Paper discussed: Dodd JM, Crowther CA, Haslam RR, Robinson JS, Group TToBT. Elective birth at 37 weeks of gestation versus standard care for women with an uncomplicated twin pregnancy at term: the Twins Timing of Birth Randomised Trial. BJOG 2012;119(8):964–73.
Date of exchange: 10 September 2012
Number of participants: 7
Number of tweets: 70 (35 storified)
|Participants||All women with a twin pregnancy at gestational age of 36+6 weeks or more|
|Intervention||Elective induction of labour or elective caesarean sections|
|Outcome||A composite mortality and morbidity index, including perinatal mortality and serious neonatal morbidity|
|Study design||Multinational multi-centred randomised trial|
Research literacy: randomisation and allocation concealment
The current study used computer-generated numbers to determine the allocation sequence, which was an appropriate method. However, there was a lack of description regarding the concealment of allocation, a factor critical in ensuring the comparability of groups at baseline to minimise the risk of selection bias. Table 1 reassured us that mothers’ risk factors in the two groups were similar. The achievement of an ideal trial methodology is not always practically feasible, but the potential impact of any deficiencies can be explored through careful examination of the relevant data reported.
Feedback on the study
Are the results different in monochorionic and dichorionic twins?

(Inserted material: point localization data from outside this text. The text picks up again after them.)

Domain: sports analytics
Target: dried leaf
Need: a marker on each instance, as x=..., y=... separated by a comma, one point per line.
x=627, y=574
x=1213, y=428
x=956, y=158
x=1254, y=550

One criticism of the trial was the mixing of monochorionic and dichorionic twins in the analysis. Clinical management differs between the two. Some anxiety was expressed at the randomisation of monochorionic twins, because they are often delivered before 37 weeks (RCOG 2008 Green-top guideline 51; Visintin C, Mugglestone MA, James D, Kilby MD. BMJ 2011;343:d5714). However, the numbers of monochorionic twins were small and equally distributed in the two groups (19 in intervention and 21 in comparison). The smallness of the numbers can limit the power to obtain a reliable answer to this question.
How could we interpret the composite primary outcome in this study?
In this study, perinatal mortality and serious neonatal morbidity were combined and used as a composite primary outcome. The suitability of composite outcomes is always debated. When various elements combined in the composite influenced by the intervention in the same direction (reduction in rate through the effect achieved) are pre-specified, there is greater confidence in the clinical significance of the results. The clinical significance of the average difference in birthweight of 90 g was unclear; however, the rate of small for gestational age was lower with intervention. Maternal outcomes were also considered to be clinically important for decision making.
Would a twin-specific growth chart be more appropriate?
There are twin-specific growth charts (Joseph KS, Fahey J, Platt RW, Liston RM, Lee SK, Sauve R, Liu S, Allen AC, Kramer MS. Am J Epidemiol 2009;169(5):616–24.) which could have been used in this trial. For the comparison of groups, these would be unlikely to change the inferences made.
What are the implications of under-recruitment?
BJOG has a guide on whether we can trust the results of trials that are stopped early (Khan KS, Hills R. BJOG 2006;113(7):766–8). The concern in this situation is that there may be a lack of statistical power to detect a difference when one exists. This study failed to recruit the planned sample size because of the lack of ongoing funding, but, as the difference detected for the main outcome measure was statistically significant, stopping early did not lead to an unreliable conclusion.
Take home messages
Allocation concealment in randomised controlled trials is a critical feature for study validity. The interpretation of a composite primary outcome requires caution. Just because a study stops early, it does not automatically mean that it is unreliable. In women with an uncomplicated twin pregnancy delivered at 37 weeks of gestation, the composite outcome was favourable compared with control.